Согласно международному гуманитарному праву, ответственность лежит на командире. Однако, хотя этот вопрос, кажется, решен, все еще существуют правовые проблемы. Не существует международного соглашения, например, соглашения по ядерному оружию, которое единообразно регулировало бы автономные системы вооружения. Законодательство в этом отношении является обязанностью отдельных государств. Закон ЕС об ИИ также выявляет пробелы в регулировании автономных систем вооружения.
Эти все еще решенные этические и правовые проблемы приглашают к созданию угрожающих вымышленных сценариев. Например, говорят о поле битвы сингулярности, своего рода гипервойне, в которой решения принимают только машины, что приводит к полностью автоматизированной войне.
Однако возможность такого сценария весьма сомнительна. Согласно Клаузевицу, война всегда проста и логична на бумаге. Применение максимальной силы достаточно для подавления противника. В крайнем случае ИИ будет использоваться беспощадно, без всякого ручного тормоза.
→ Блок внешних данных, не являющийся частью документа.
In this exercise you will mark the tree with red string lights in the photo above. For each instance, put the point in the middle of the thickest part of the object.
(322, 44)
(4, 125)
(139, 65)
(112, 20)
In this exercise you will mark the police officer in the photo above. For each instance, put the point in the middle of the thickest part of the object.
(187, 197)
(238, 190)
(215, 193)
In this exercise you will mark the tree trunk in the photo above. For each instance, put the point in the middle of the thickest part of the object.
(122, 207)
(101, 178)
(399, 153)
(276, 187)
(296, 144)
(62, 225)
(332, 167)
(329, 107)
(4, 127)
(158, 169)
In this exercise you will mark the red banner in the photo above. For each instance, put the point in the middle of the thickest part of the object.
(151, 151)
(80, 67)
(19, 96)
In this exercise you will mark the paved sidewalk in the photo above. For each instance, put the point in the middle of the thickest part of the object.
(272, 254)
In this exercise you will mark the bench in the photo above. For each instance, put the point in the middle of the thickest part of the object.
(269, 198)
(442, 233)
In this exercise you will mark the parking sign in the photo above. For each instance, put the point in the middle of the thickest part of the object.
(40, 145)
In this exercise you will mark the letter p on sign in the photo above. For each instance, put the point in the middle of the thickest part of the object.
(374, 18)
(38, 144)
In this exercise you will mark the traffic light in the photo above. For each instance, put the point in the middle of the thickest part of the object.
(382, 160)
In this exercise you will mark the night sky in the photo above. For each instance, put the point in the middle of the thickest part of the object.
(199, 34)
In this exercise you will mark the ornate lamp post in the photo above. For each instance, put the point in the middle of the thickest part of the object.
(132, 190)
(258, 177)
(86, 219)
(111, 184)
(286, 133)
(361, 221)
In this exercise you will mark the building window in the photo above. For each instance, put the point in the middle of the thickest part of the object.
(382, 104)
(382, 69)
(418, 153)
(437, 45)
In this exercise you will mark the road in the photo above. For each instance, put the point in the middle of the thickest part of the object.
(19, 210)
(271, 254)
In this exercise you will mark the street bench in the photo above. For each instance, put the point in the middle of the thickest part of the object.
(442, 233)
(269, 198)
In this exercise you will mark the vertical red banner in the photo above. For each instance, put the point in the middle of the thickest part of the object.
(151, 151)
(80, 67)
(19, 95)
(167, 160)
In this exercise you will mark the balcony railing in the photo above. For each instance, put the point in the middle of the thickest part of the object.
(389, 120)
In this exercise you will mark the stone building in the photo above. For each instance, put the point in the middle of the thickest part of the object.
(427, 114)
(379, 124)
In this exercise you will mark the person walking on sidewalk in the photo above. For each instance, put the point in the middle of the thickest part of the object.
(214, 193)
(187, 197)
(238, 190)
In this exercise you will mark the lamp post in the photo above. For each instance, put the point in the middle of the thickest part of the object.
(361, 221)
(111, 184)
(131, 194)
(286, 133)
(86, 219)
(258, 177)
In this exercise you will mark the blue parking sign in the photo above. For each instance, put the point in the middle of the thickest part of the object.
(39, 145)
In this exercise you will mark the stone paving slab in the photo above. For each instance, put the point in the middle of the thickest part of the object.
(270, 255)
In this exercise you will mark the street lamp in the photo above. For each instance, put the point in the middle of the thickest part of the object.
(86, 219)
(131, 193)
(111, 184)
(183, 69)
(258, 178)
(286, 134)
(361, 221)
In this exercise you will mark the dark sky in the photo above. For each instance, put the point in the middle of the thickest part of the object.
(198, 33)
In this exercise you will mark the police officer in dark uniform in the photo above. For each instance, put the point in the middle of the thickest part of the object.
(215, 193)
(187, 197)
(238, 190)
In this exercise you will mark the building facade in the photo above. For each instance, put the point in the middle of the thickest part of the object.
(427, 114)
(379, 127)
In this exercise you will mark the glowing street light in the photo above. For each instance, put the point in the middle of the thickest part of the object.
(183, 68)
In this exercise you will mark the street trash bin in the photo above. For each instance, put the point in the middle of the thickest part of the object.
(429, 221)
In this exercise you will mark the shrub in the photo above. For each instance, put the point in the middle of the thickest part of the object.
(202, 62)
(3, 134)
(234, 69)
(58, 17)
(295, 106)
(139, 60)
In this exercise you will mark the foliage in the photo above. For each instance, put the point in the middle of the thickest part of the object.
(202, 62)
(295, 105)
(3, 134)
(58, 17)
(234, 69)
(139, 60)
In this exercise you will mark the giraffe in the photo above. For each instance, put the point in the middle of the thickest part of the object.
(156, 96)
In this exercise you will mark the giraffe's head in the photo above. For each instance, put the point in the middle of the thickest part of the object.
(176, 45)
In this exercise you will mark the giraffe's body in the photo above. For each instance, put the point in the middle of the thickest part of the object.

В реальности, однако, все обстоит иначе. Война характеризуется незнанием и неизвестностью, совпадениями и случайностями. Туман окутывает войну, постоянно возникают новые трения, возникает сопротивление, задерживающее реализацию планов: недоразумения, погода, опасности, ошибки.
Нет ничего опаснее войны; ее ход всегда остается непредсказуемым. Неконтролируемая эскалация вредит собственным рядам и политическим интересам. Сингулярное поле битвы было бы военным, политическим и социальным самоубийством — как и ядерная война со стратегическим ядерным оружием.
Опасности ИИ реальны, они уже существуют и будут увеличиваться в будущем. Однако ни характер, ни форма войны в настоящее время не кажутся существенно измененными ими. Скорее, ИИ будет интегрирован в существующие тактические процедуры и этические и правовые нормы.
Если Эрик Шмидт, в частности, хочет увидеть изменение формы или характера войны, то это, вероятно, потому, что его новый стартап White Stork специализируется на военных дронах с искусственным интеллектом. Его интерес заключается в вооружении и максимизации прибыли. Однако он прав в том, что искусственный интеллект останется в армии.
Оливье Дель Фаббро работает старшим ассистентом на кафедре философии в ETH Zurich. Его интересы включают сложные системы и искусственный интеллект, философию медицины и философию войны.